For this reason, devices were concocted to execute borrowings which although large in total amounts were nevertheless small in terms of people borrowed from. For as long as the number of lenders were small, which was uniformly defined as less than 20, the disclosures and other safeguards, designed to protect the presumably unsophisticated investor did not kick in.
The premise is that the 19 lenders who had the capacity to pick up the receivable at such huge amounts each were, or at least ought to be, financially sophisticated enough to make their own analysis and evaluation of the investments being offered to them. Hence, there was no need to treat them like they were babes in the woods.
It came to pass that in those days the approach of money managers and advisers to the allegedly sophisticated 19 or less investors was to convince them to not deposit their moneys in the bank. Bank deposits were the relationship of choice for the financial hoi poloi, they who did not have the learning to understand the intricacies of investing. But for the sophisticated 19 or less, the relationship would be through Banker's Acceptances; Promissory Notes; Repurchase Agreements; Certificates of Assignments or Participations, both with recourse; and other documents which despite their high fallutin names were of course, merely debt instruments.

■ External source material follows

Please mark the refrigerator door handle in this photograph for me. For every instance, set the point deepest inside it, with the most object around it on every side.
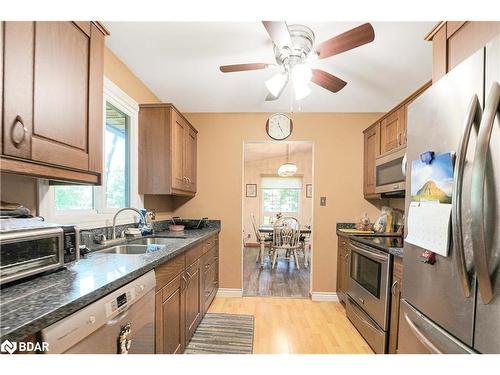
(477, 194)
(421, 337)
(473, 118)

These documents were in lieu, or in place, of deposits; hence they came to be called "deposit substitutes." Thus, the term "deposit substitute" as a legal term, is in my mind a Philippine invention. It was written into the law upon the recommendation of the Joint IMF-CBP Banking Survey Commission on the Philippine Banking System, co-chaired by Dr. Armand Fabella.
The Commission submitted its recommendations to Central Bank of the Philippines Governor, Gregorio S. Licaros on January 25, 1972 in advance of the full report. The idea was to have the recommendations considered by the Monetary Board early enough and in time for submission of amendatory legislation to Congress which was then in session. Apparently not too many, except, as now revealed in his autobiography, Juan Ponce Enrile, were unaware of the martial law that was to be declared about eight months later.

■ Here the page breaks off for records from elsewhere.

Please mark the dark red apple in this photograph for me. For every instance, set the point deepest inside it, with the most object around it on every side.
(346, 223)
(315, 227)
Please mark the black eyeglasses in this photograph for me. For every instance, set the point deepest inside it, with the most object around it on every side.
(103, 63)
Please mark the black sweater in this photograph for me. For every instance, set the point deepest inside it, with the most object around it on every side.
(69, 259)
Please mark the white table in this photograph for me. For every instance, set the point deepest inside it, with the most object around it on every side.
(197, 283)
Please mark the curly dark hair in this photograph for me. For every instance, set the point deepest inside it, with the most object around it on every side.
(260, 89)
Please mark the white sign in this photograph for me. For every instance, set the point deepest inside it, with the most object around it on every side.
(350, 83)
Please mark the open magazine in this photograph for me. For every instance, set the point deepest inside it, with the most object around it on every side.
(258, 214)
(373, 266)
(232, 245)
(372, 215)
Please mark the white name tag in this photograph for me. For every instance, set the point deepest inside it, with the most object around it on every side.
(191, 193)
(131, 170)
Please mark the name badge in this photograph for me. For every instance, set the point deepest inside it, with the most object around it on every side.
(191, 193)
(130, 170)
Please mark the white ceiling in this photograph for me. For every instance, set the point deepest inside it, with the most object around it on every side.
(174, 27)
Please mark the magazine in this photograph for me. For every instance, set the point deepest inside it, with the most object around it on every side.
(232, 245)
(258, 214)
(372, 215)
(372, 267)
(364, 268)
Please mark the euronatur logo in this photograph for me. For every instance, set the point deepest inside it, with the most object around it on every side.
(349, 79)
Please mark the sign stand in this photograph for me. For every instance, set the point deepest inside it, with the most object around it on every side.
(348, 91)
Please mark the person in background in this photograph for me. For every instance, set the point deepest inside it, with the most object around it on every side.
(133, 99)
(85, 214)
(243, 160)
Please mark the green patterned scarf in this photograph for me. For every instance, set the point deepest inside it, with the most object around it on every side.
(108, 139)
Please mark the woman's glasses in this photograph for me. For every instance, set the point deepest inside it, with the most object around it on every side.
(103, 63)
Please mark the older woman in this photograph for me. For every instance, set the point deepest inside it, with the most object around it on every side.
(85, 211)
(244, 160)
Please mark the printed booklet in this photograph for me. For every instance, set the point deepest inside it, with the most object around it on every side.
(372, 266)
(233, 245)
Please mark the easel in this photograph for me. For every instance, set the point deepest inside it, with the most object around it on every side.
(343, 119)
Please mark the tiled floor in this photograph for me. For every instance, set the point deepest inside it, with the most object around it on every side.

It was the general observation of the Commission that "more recently, the alternative forms of deposits and placements appear to have benefitted primarily the large well-entrenched corporate entities with foreign affiliations, their creditworthiness having been more easily established. Also, the rise of new forms of financial intermediation, in terms of financial instruments and institutions, has created a gray area of regulation."
Among those gray areas of regulation was the inability of the Central Bank to effectively take control of the volume of money generated by the credit operations of the financial system due to the lack of clear authority to impose reserve requirements and interest rate ceilings on alternative forms of raising funds from the public.

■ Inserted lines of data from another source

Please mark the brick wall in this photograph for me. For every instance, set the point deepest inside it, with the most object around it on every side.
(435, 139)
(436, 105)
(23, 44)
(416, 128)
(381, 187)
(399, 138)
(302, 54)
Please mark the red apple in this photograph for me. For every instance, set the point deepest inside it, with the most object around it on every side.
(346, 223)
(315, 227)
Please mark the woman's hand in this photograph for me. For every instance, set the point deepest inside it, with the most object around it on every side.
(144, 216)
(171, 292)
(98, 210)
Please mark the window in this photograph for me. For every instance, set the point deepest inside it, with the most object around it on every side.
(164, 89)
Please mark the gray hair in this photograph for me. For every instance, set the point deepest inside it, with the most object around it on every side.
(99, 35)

Explaining Recommendation 17, the Commission observed that the so-called "deposit substitutes are alternative forms of liabilities which partake of the nature of deposits." This functional identity, notwithstanding, however, the Commission further noted that "They are not at present included among deposit liabilities subject to reserve requirements." This was the reason why "Banks and non-bank financial institutions have increasingly resorted to attracted these deposit substitutes and to issuing a variety of debt instruments to document the transactions."
It was in the context of this need to make more effective the monetary control of the Central Bank that "deposit substitutes" was defined by the Commission as "alternative forms of obtaining funds from the public, other than bank deposits, through the issuance, endorsement, and acceptance of debt instruments for the borrower's account, which may include but need not be limited to, bankers acceptances, promissory notes, participations, certificates of assignments, and similar instruments with recourse, and repurchase agreements."
The recommendation of the Commission first became part of banking law when the definition of "deposit substitute was written into the Central Bank Act as Section 100A by Section 52 of Presidential Decree No. 72 issued on November 29, 1972.
With this entry, it was inevitable that the term "deposit substitute" would also get into tax law. The term "public" was defined, under Section 22(Y) of the National Internal Revenue Code, for purposes of taxation, as "twenty (20) or more individual or corporate lenders at any one time."
Section 2 of Revenue Regulations No. 14-2012 thus did no more than return to the original and consistent core thinking on "deposit substitutes" when the term became part of the Philippine legal landscape. It was no more than a return to basics. No need nor occasion for the financial community to belly ache.